Skype patches critical flaws
Update your software now.
By Robert McMillan, IDG News Service | Published: 10:12, 26 October 2005
Skype has put out a critical update to its telephony software following the discovery of a number of critical flaws.
If exploited, two of the flaws could allow attackers to take over a Skype user's system, the company said in an advisory. These flaws affect a number of Windows versions of the software ranging between version 1.1 to 1.4.

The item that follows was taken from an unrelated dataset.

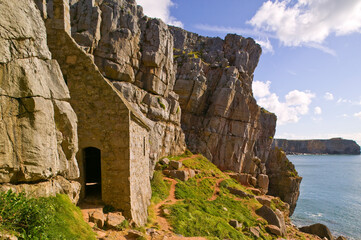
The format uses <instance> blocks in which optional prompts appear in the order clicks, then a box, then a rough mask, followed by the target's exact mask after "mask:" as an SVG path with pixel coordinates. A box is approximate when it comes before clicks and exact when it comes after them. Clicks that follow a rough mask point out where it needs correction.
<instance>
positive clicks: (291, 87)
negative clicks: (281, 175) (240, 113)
mask: <svg viewBox="0 0 361 240" xmlns="http://www.w3.org/2000/svg"><path fill="white" fill-rule="evenodd" d="M137 2H138V4H140V5H142V6H143V9H144V12H145V14H146V15H148V16H151V17H157V18H161V19H162V20H163V21H165V22H166V23H168V24H170V25H175V26H179V27H182V28H184V29H186V30H187V31H191V32H195V33H198V34H200V35H204V36H210V37H216V36H218V37H221V38H224V37H225V35H226V34H227V33H237V34H239V35H242V36H244V37H252V38H254V39H255V40H256V42H257V43H259V44H260V45H261V47H262V49H263V53H262V56H261V58H260V62H259V64H258V67H257V68H256V71H255V73H254V81H253V94H254V96H255V98H256V100H257V103H258V104H259V105H260V106H262V107H264V108H266V109H267V110H269V111H271V112H274V113H275V114H276V115H277V117H278V120H277V129H276V136H275V137H276V138H288V139H314V138H318V139H320V138H332V137H343V138H346V139H353V140H356V141H357V142H358V143H359V144H361V0H342V1H340V0H268V1H262V0H223V1H219V0H138V1H137Z"/></svg>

The first would work by tricking a Skype user to click on a specially-crafted URL, while the second would require a Skype user to import a malicious vCard - the electronic business card format used by some e-mail programs.
Security research firm Secunia has rated the flaws "highly critical", and listed a third type of error, which affects Mac OS and Linux clients as well, that could be exploited to crash the Skype client. The Secunia advisory also tells users to update to the latest version of the software.
Though it has not been the target of a widespread attack to date, Skype has a number of characteristics that market it increasingly attractive to attackers, said Tom Newton, a product development manager with firewall vendor SmoothWall.
"It's difficult to control from a network administrator point of view, and we're left with an extremely homogenous environment," he said. "Once everybody is running the same code, it becomes much more profitable for miscreants and wrongdoers to affect our computers."
Skype Technologies says there are now 61 million registered Skype users.